The purpose of cost-effectiveness analysis is to provide a metric of comparison of potential uses of limited resources (the "medical commons" [1]). There is no gold standard threshold willingness to pay. To be useful such analyses must use standard methodology, as we have done [2, 3].

In response to Dr. Grandjour's suggestion, we searched PUBMED to identify all cost-effectiveness analyses published from January 1st 2003 to December 31st 2005 in five major medical journals (JAMA, Annals of Internal Medicine, The New England Journal of Medicine, Lancet, and British Medical journal). Only two of 43 identified articles included survivor costs, both of which were partial and disease-unadjusted.

Reading Nyman's paper [4], there is little consensus regarding the inclusion of survivor costs in cost-effectiveness analysis. Even those who favor the inclusion of such costs, disagree regarding the type of costs to be included. Consequently, a dependable methodology that enables the inclusion of survivor costs has not been developed. Furthermore, the inclusion of such costs would bias analyses toward non-intervention unless an adjustment of willingness-to-pay thresholds occurred.

When the calculated cost-effectiveness ratio is close to the acceptable threshold and survivor's future cost-of-care is expected to offset future earnings, the addition of survivor costs could render an otherwise cost-acceptable intervention to an unacceptably expensive one. Invasive candidiasis in ICU patients, the subject to our analysis, is described to be associated with a high case-fatality rate and a lower survivor's life expectancy, both incorporated into the analysis, but not with impaired future productivity [2]. If one includes survivor costs, then such productivity might also be included. Hence, the inclusion of survivor costs would make our analysis less useful and generalizable, while not affecting our conclusion that selective empiric use of anti- candida therapy in patients in the intensive care unit is a reasonable strategy.

References

1. Hiatt HH. Protecting the medical commons: who is responsible?. NEJM 1975; 293:235-241.

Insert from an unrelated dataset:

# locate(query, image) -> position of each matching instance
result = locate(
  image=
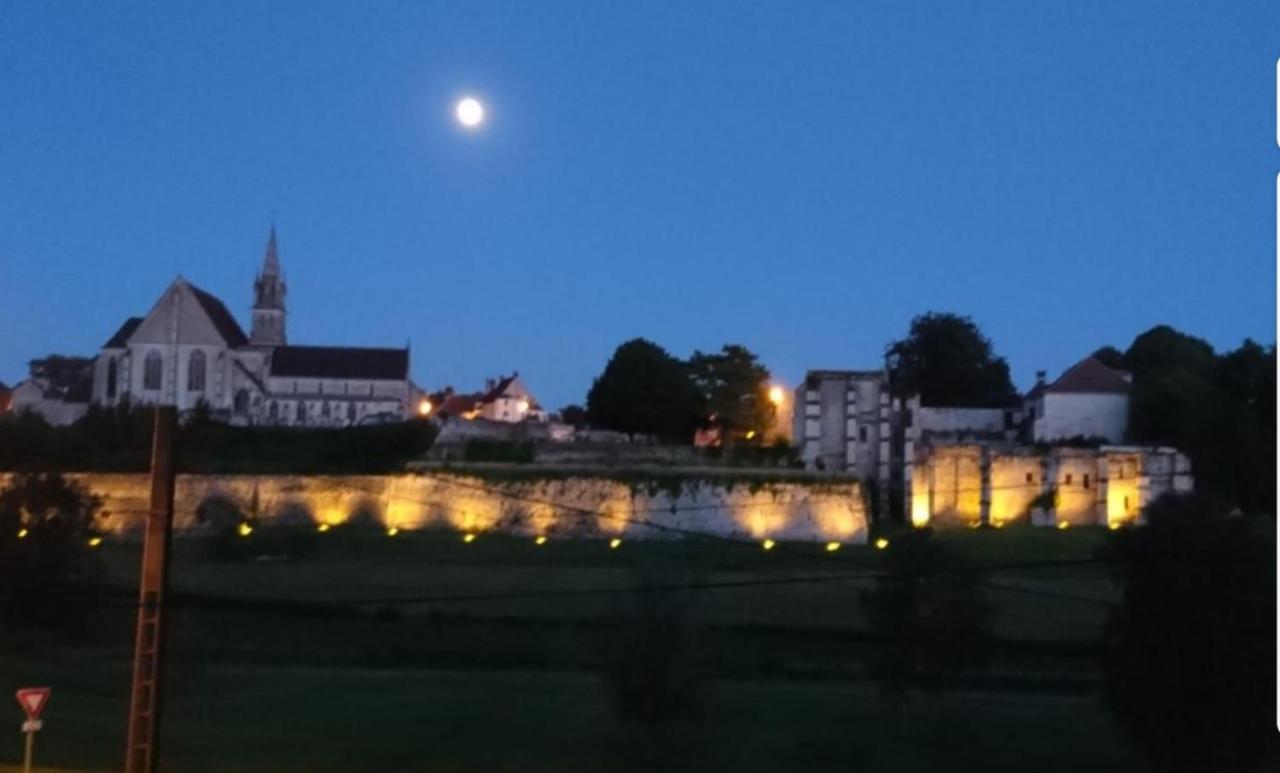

2. Golan Y, Wolf MP, Pauker SG, Wong JB, Hadley S. Empirical anti- Candida therapy among selected patients in the intensive care unit: a cost -effectiveness analysis. Annals of Internal Medicine, 2005;143:857-869

3. Gold MR, Siegel JE, Russell LB, Weinstein MC, eds. Cost- effectiveness in health and medicine. New York: Oxford University Press, 1996.

4. Nyman JA. Should the consumption of survivors be included as a cost in cost-utility analyses? Health Economics 2004;13:417-427.